The BJP promised on Saturday to push for a controversial temple to Hindu god Ram if it won power in Uttar Pradesh, unveiling an election manifesto that appeared designed to appeal to voters along religious lines.
The party’s apparent return to an agenda of Hindutva marks a departure from its initial election narrative built around two of Prime Minister Narendra Modi’s boldest decisions: The scrapping of high-value banknotes to fight corruption and a “surgical strike” against militants across the de facto border with Pakistan.
The change in tack also contrasts with the party’s election plank three years ago when it swept the political bellwether on a promise of development. The BJP’s lurch towards Hindutva comes in the backdrop of an election alliance between the ruling Samajwadi Party and the Congress, which are traditionally backed by Muslims, who form a fifth of the state’s population.

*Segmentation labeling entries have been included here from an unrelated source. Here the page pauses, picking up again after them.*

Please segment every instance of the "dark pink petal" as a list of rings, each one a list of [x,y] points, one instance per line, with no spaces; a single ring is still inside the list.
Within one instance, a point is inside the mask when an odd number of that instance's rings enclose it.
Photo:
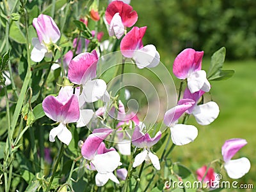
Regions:
[[[172,126],[176,121],[190,107],[195,101],[192,100],[183,99],[178,102],[178,105],[168,110],[164,115],[164,123],[167,126]]]
[[[133,145],[139,148],[147,147],[147,141],[145,140],[145,135],[141,132],[138,126],[135,127],[134,131],[132,136],[132,144]]]
[[[131,58],[134,50],[143,47],[142,38],[146,33],[147,27],[134,27],[122,40],[120,50],[124,56]]]
[[[85,84],[96,77],[97,57],[94,53],[82,53],[75,57],[68,66],[69,80],[76,84]]]
[[[60,122],[63,105],[56,98],[53,96],[47,96],[43,101],[42,106],[46,116],[56,122]]]
[[[92,160],[98,150],[101,142],[110,134],[113,130],[108,128],[94,129],[93,134],[88,136],[83,144],[81,153],[83,156]]]
[[[149,134],[147,133],[145,134],[145,140],[147,143],[147,146],[148,147],[151,147],[155,145],[160,140],[161,136],[162,133],[161,133],[161,131],[158,131],[153,138],[151,138]]]
[[[61,108],[61,119],[64,123],[75,122],[79,119],[78,98],[73,94]]]
[[[185,79],[190,73],[200,70],[203,55],[203,51],[196,52],[193,48],[184,49],[174,60],[174,75],[180,79]]]
[[[196,103],[198,101],[199,99],[204,93],[205,92],[202,90],[195,92],[194,93],[191,93],[189,89],[188,89],[188,87],[186,88],[183,94],[183,99],[189,99],[195,101],[195,103],[193,105],[193,106],[188,109],[187,113],[188,113],[189,114],[191,114],[192,113],[194,107],[196,105]]]
[[[122,22],[125,27],[131,27],[138,20],[137,12],[132,11],[131,6],[120,1],[115,1],[111,2],[106,10],[105,17],[108,24],[110,24],[112,18],[116,13],[119,13]]]
[[[106,147],[105,144],[104,142],[101,142],[100,145],[99,146],[98,150],[97,151],[97,154],[104,154],[111,151],[116,151],[114,147],[110,147],[109,149],[107,149]]]
[[[232,138],[227,140],[221,148],[224,161],[227,162],[230,160],[237,151],[246,144],[246,140],[243,138]]]
[[[33,20],[33,26],[36,30],[39,41],[45,43],[57,42],[60,37],[60,32],[53,19],[48,15],[40,14]]]

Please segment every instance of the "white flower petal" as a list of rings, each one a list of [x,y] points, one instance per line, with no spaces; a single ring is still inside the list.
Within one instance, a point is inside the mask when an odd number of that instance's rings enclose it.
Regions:
[[[108,32],[109,36],[115,36],[118,40],[123,36],[124,33],[124,26],[122,22],[121,17],[119,15],[119,13],[115,13],[113,17],[110,22]]]
[[[145,67],[153,68],[160,61],[160,55],[153,45],[147,45],[140,50],[134,51],[132,59],[134,59],[137,67],[142,69]]]
[[[151,152],[148,152],[148,157],[150,159],[150,161],[153,165],[153,166],[156,168],[156,170],[160,170],[160,163],[159,163],[159,159],[158,159],[158,157],[152,154]]]
[[[100,174],[112,172],[119,165],[120,156],[116,151],[111,151],[106,153],[97,154],[92,163]]]
[[[103,80],[88,80],[83,87],[81,96],[86,102],[93,103],[102,98],[106,89],[107,85]]]
[[[76,127],[82,128],[86,126],[93,117],[93,115],[94,112],[92,109],[81,110],[80,117],[76,123]]]
[[[204,70],[193,72],[188,77],[188,87],[191,93],[198,91],[207,81],[206,73]]]
[[[63,128],[62,131],[58,133],[57,136],[60,140],[67,145],[69,145],[72,140],[72,133],[67,128],[65,125]]]
[[[207,125],[213,122],[219,113],[219,107],[214,101],[196,106],[192,112],[197,122],[202,125]]]
[[[183,145],[193,142],[197,137],[198,131],[192,125],[175,124],[171,128],[172,140],[176,145]]]
[[[147,156],[148,155],[148,151],[147,150],[144,150],[141,152],[137,154],[134,159],[134,162],[133,162],[132,166],[136,167],[141,165],[142,162],[146,159]]]
[[[246,158],[241,158],[226,162],[224,167],[229,177],[236,179],[242,177],[249,172],[251,163]]]
[[[106,174],[101,174],[97,173],[95,176],[95,182],[96,185],[99,187],[103,186],[107,183],[109,179],[109,175]]]

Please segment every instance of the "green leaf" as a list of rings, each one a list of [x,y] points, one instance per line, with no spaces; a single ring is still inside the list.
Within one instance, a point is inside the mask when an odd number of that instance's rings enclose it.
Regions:
[[[188,168],[180,164],[175,164],[173,167],[173,172],[179,175],[179,181],[183,182],[186,192],[195,192],[196,188],[193,188],[193,182],[196,181],[194,175]]]
[[[234,70],[220,70],[214,75],[209,78],[209,80],[227,80],[232,77],[235,73]]]
[[[45,116],[45,114],[44,113],[42,104],[40,103],[35,107],[33,109],[33,113],[34,114],[35,121]]]
[[[5,142],[0,142],[0,159],[4,158],[4,151],[5,151]]]
[[[26,43],[26,38],[23,33],[19,27],[18,22],[13,22],[10,26],[10,38],[19,43]]]
[[[55,3],[55,9],[54,11],[59,10],[61,8],[62,8],[67,3],[67,0],[58,0]],[[45,15],[51,15],[51,10],[52,10],[52,4],[51,4],[49,6],[47,6],[42,12],[42,13]]]
[[[225,55],[226,48],[224,47],[213,54],[211,59],[210,68],[208,70],[207,78],[214,75],[222,68]]]

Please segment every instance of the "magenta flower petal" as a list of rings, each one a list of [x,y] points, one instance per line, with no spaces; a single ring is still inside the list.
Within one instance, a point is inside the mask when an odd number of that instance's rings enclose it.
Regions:
[[[246,144],[246,140],[242,138],[232,138],[227,140],[221,148],[224,161],[227,162],[230,160],[237,151]]]
[[[162,133],[161,133],[161,131],[158,131],[156,134],[155,137],[153,138],[151,138],[149,134],[147,133],[145,134],[145,140],[147,141],[147,146],[148,147],[152,147],[154,145],[155,145],[156,143],[158,142],[161,136],[162,136]]]
[[[75,57],[68,66],[69,80],[81,85],[95,78],[97,59],[94,52],[85,52]]]
[[[173,71],[180,79],[185,79],[190,73],[201,70],[204,52],[196,52],[193,48],[186,48],[175,58]]]
[[[120,1],[113,1],[107,7],[105,17],[108,23],[110,24],[115,14],[119,13],[122,22],[125,27],[131,27],[138,20],[137,12],[132,10],[132,7],[129,4],[124,3]]]
[[[172,108],[165,113],[164,123],[167,126],[172,126],[195,103],[193,100],[189,99],[180,100],[177,106]]]
[[[120,50],[124,56],[131,58],[134,50],[143,47],[142,38],[146,33],[147,27],[134,27],[122,40]]]
[[[105,144],[104,142],[101,142],[100,145],[99,146],[98,150],[97,151],[97,154],[104,154],[111,151],[116,151],[115,148],[110,147],[109,149],[107,149],[106,147]]]
[[[40,14],[33,20],[33,26],[36,30],[39,41],[45,43],[56,43],[60,39],[60,32],[53,19],[48,15]]]
[[[93,134],[88,136],[83,144],[81,153],[83,156],[92,160],[98,150],[101,142],[110,134],[113,130],[108,128],[94,129]]]

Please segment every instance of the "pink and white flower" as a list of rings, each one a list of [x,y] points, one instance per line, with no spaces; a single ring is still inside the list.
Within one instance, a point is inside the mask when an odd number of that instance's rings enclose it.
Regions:
[[[33,20],[33,26],[36,30],[38,38],[32,39],[31,58],[35,62],[40,62],[45,56],[52,56],[52,43],[60,38],[60,29],[53,19],[48,15],[40,14]]]
[[[231,158],[247,144],[245,139],[232,138],[227,140],[221,148],[222,156],[224,160],[224,167],[229,177],[239,179],[247,174],[251,167],[251,163],[246,158],[237,159]]]
[[[186,112],[193,115],[198,124],[207,125],[212,122],[218,117],[220,108],[217,103],[214,101],[209,101],[198,105],[196,103],[204,94],[204,91],[202,90],[191,93],[187,88],[184,91],[183,98],[195,101],[195,103],[191,108],[188,109]]]
[[[60,91],[57,97],[47,96],[42,103],[45,115],[60,124],[50,131],[49,140],[55,141],[57,136],[60,140],[68,145],[72,140],[71,132],[66,124],[76,122],[79,119],[78,99],[75,94],[67,95],[65,91]]]
[[[165,113],[164,123],[170,128],[172,140],[176,145],[188,144],[197,137],[198,131],[194,126],[177,124],[179,118],[194,103],[195,101],[191,100],[180,100],[178,102],[178,105]]]
[[[120,50],[127,58],[132,58],[140,69],[154,68],[160,62],[160,55],[153,45],[143,47],[142,38],[147,27],[134,27],[122,40]]]
[[[138,20],[137,12],[132,7],[121,1],[112,1],[107,7],[106,20],[109,25],[109,36],[118,40],[123,36],[125,28],[132,27]]]
[[[148,133],[146,134],[142,133],[139,126],[135,127],[132,136],[132,144],[138,148],[143,148],[143,150],[136,156],[134,162],[132,164],[133,167],[139,166],[145,161],[148,163],[151,161],[156,170],[160,170],[159,159],[156,155],[151,152],[150,147],[158,142],[161,135],[162,133],[158,131],[156,136],[152,138]]]
[[[206,73],[201,70],[203,55],[203,51],[186,48],[174,60],[174,75],[179,79],[187,79],[188,89],[192,93],[199,90],[209,92],[211,89],[210,83],[206,78]]]
[[[104,186],[109,179],[119,184],[113,172],[122,165],[120,156],[114,148],[106,149],[102,142],[112,131],[108,128],[94,129],[82,146],[82,156],[89,160],[91,167],[98,172],[95,177],[98,186]]]
[[[107,101],[109,99],[106,82],[102,79],[93,80],[96,77],[97,61],[98,56],[93,50],[79,54],[68,65],[69,80],[83,87],[79,103],[92,103],[99,100]]]

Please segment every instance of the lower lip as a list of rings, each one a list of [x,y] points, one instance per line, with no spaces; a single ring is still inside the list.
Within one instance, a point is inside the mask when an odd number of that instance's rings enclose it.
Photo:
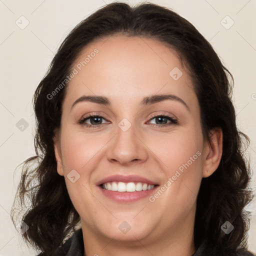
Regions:
[[[132,202],[138,201],[140,199],[149,197],[154,193],[158,186],[150,190],[135,191],[134,192],[118,192],[105,190],[99,186],[103,194],[109,198],[118,202]]]

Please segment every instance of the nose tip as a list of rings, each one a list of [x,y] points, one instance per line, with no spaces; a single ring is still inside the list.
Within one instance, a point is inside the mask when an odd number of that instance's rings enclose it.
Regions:
[[[107,152],[109,161],[122,165],[144,162],[147,157],[144,145],[131,128],[126,132],[118,132]]]

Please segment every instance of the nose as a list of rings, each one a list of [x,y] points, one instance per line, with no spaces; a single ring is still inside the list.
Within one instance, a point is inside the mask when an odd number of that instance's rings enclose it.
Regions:
[[[141,136],[136,134],[135,130],[132,125],[126,132],[118,127],[116,134],[112,140],[106,153],[109,161],[128,166],[146,160],[146,146]]]

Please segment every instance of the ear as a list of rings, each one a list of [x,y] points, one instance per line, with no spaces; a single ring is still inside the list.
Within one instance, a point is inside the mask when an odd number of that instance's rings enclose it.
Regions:
[[[204,142],[203,178],[212,175],[218,168],[222,156],[223,133],[220,128],[211,130],[209,140]]]
[[[54,143],[54,150],[55,152],[55,158],[57,162],[57,172],[58,174],[62,176],[64,176],[63,170],[63,164],[62,162],[62,150],[60,147],[60,133],[54,133],[55,135],[53,138]]]

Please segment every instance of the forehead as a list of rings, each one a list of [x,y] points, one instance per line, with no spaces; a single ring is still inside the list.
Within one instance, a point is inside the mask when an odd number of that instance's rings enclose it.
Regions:
[[[195,100],[190,78],[176,52],[152,38],[118,36],[99,40],[80,52],[72,69],[76,74],[68,86],[67,100],[95,94],[124,105],[149,94],[170,92],[183,94],[184,100]]]

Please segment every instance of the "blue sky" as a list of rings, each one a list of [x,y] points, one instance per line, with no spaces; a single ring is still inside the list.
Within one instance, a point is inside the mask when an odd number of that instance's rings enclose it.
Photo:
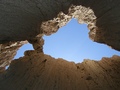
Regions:
[[[120,55],[120,52],[107,45],[93,42],[88,36],[86,24],[78,24],[72,19],[66,26],[50,36],[44,36],[44,53],[55,58],[82,62],[83,59],[100,60],[102,57]],[[23,50],[33,50],[31,44],[26,44],[18,51],[15,58],[23,56]]]

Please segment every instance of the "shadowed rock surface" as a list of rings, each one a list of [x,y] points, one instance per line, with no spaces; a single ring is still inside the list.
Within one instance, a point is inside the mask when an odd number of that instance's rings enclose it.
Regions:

The party’s election promises included ascertaining opinion of Muslim women over the Islamic divorce practice of triple talaq, closing down illegal slaughter houses and stemming the alleged migration of Hindus from riot-hit Muslim-majority towns in western Uttar Pradesh.
The manifesto, released by party president Amit Shah, also made a raft of populist proposals, including waiving off loans for small farmers, abundant electricity, new hospitals and universities, free school education for girls and free laptops to all college students with one 1 GB free internet a month.
The party also promised to raise “anti-Romeo” police battalions to tackle crimes against women, a proposal that appeared to ring of a controversial campaign by Hindu groups against love between Hindus and Muslims.
But the charter referred to neither the surgical strikes nor the demonetisation move, although Shah told reporters that the vote could be a referendum on the decision to junk 500-and 1000-rupee notes. Instead, the manifesto appeared to talk up a Hindutva agenda to win back power in a state it last ruled 15 years ago. The state votes in seven phases starting February 11.
“A BJP government in UP would press for an early solution to the temple tangle within the ambit of the constitution,” Shah said, referring to a disputed religious site that remains India’s most potent communal flashpoint between many Hindus and Muslims.
For decades, both Hindus and Muslims have revered the disputed site in Ayodhya town. In 1992, a Hindu mob tore down a 16th century mosque at the location, saying the Muslim ruler, Babar, destroyed an original temple to Ram and built over.
Muslim groups then appealed to the Supreme Court, which is still hearing the matter.